I urgently need some help. I’m struggling to figure this out:
- Assistant will have a set of educational material to refer for answers.
- Each user will have a fairly large (> 32k characters) context that will be needed to answer their queries.
Here are the conclusions I’ve come to, but can’t help but feel perhaps a different model, like Gemini, would be better suited:
-
Dynamically create and destroy instances of the same Assistant for each user. The challenge here is that I would have to connect the same reference files for each, increasing costs and making the setup messy and complex.
-
Dynamically attach the user’s context to a message in the thread. My concern with this is that in the course of the conversation, that message may be pruned. The only option I can figure is to attach the same file ID to each of the user’s messages, but each instance would incur a per gig per day cost. (My assumptions and understandings here may be flawed.)
-
Have an instance of gpt-4 take in the user’s full context, generate an appropriate summary, and then feed this summary to the Assistant in addition to the user’s query. This would ensure only the most important information is passed to the Assistant, and within relevant context. But, this will be super slow.
Things to keep in mind:
- The user’s file/context will be regularly updated and is quite large in some cases.
- Performance needs to be reasonable. Assistants API is already slow enough with some lookups taking over 60 seconds (when referencing files for answers).
Any ideas? Should I just use a different setup for this? Any of the options above make sense?
No. Absolutely never should be this an option.
You would need to give the Thread
/ Message
the content as a file/instructions/injected content, not the Assistant. The Assistant is a global entity. The Thread is scoped to the user.
1 Like
Thanks for the response!
Yes, I get that, but maintaining context throughout the conversation is where my greatest uncertainties are. With the conversation being truncated automatically, I’m assuming you would need to reference the same FileId with every user message to ensure the Assistant takes the content into consideration. Or, is there a better / more efficient way of doing this? From what I’ve read in the docs, doing so would incur a per gig per day cost for each file, but unclear if that’s just the file (and not the references) or for each reference of a file…
1 Like
Ah, I understand.
I’m assuming that you have the user’s information kept in a separate database. In that case I would use Function Calling to retrieve it. You can instruct the model to call for it anytime the information is lost. You could even use the Function Calling to append a new user message with the file again so it can perform retrieval.

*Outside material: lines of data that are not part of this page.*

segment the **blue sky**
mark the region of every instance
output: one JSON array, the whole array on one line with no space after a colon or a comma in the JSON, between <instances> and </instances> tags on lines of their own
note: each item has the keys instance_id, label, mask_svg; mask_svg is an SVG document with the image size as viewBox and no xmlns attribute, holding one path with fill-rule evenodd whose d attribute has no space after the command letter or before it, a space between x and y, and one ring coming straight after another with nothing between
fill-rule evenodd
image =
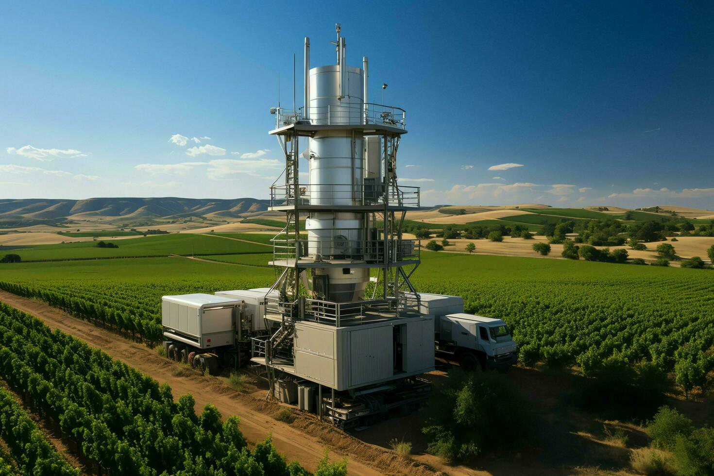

The documentation doesn’t provide any information regarding file loss at truncation. I’m not sure either. I don’t think these files just “disappear”, but I also don’t know if the Assistant will refer to them if the message that it was attached to is removed.
Yes, it’s for each and every file, even if the file is a replica. I do believe that this cost hasn’t actually been implemented yet though.
There have been numerous people in your exact predicament, and I think I now understand the issue.
You want to upload a file that persists throughout the conversation and are given only 2 options: The Assistant
level, or the Message
level. Why we can’t upload to the Thread
is beyond me.
Exactly, you got me @RonaldGRuckus
Functional Calling or RAG won’t work for this because I need the Assistant to consider the full context of the user data in its responses. It’s not a huge file, but enough to fill the context window quite a lot, sometimes fully. Attaching the file allows for 2,000,000 tokens max, but if the file is small enough, might just be included in the context window for that one call (as far as I’ve understood). This seems to be the only reasonable option for now. Hopefully with gpt-4.5 or gpt-5 (whichever is next) the context window will be much larger…
OpenAI’s documentation is still lacking quite a bit of detail, so I hope that gets updated soon!
You can submit the full user data as a response in RAG. You could also approach it on a more granular level by labelling the keys as enums.
You’re right about them sometimes just sending the whole file data instead of vectorizing it. I believe the reason why they don’t tell us the amount is because they’re constantly adjusting it
1 Like
re: attaching a file to a thread, I recently solved a similar issue by attaching a vectorStore to a thread. As of Nov 2024, Threads can have 0 or 1 threads attached. So, create a new thread-specific vectorStore, add the file to the vector store, then attach the vectorStore to the thread.